Roman Giertych od kilku lat mieszka we Włoszech, niedaleko Rzymu. Nie odwiedził Polski w czasie kampanii wyborczej, a ze swoimi sympatykami komunikuje się głównie za pośrednictwem Twittera, gdzie jest bardzo aktywny. Nie pojawił się także na uroczystości, podczas której posłowie odbierali zaświadczenia o wyborze do Sejmu.
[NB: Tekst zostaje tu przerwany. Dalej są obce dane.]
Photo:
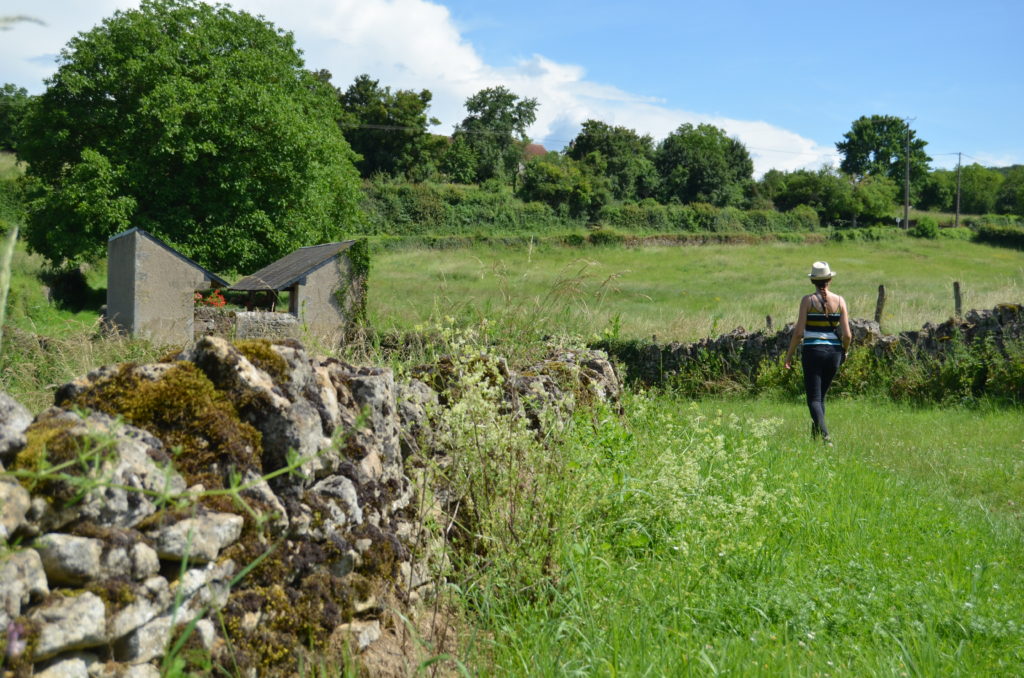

Można spotkać opinie, według których polityk przebywa za granicą z powodu śledztwa prowadzonego w sprawie wyprowadzenia niemal 93 milionów zł z giełdowej spółki Polnord, w którym Roman Giertych jest jednym z podejrzanych. Jak twierdzi, cała sprawa ma tło polityczne. Warto jednak przypomnieć, że zdaniem śledczych zaprezentowane dowody nie są wystarczające, by tymczasowo aresztować podejrzanych w tej sprawie.
Teraz, gdy Roman Giertych dostał się do Sejmu, będzie chroniony immunitetem poselskim, który obejmuje go już od momentu oficjalnego ogłoszenia wyników parlamentarnych. Czy to oznacza, że polityk wkrótce zawita do Polski?
- Jeśli nie pojawiłbym się na Sejmie za tydzień, to znaczy, że nie żyję, zostałem porwany albo straciłem przytomność – powiedział były minister w rozmowie z „Faktem”.
Podkreślił także, że obecnie nie ma żadnych podstaw, by prokuratura kontynuowała swoje działania. - To orzekły sądy. I nie spodziewam się też, aby służby specjalne planowały zamach na jakiegokolwiek posła – skwitował Roman Giertych.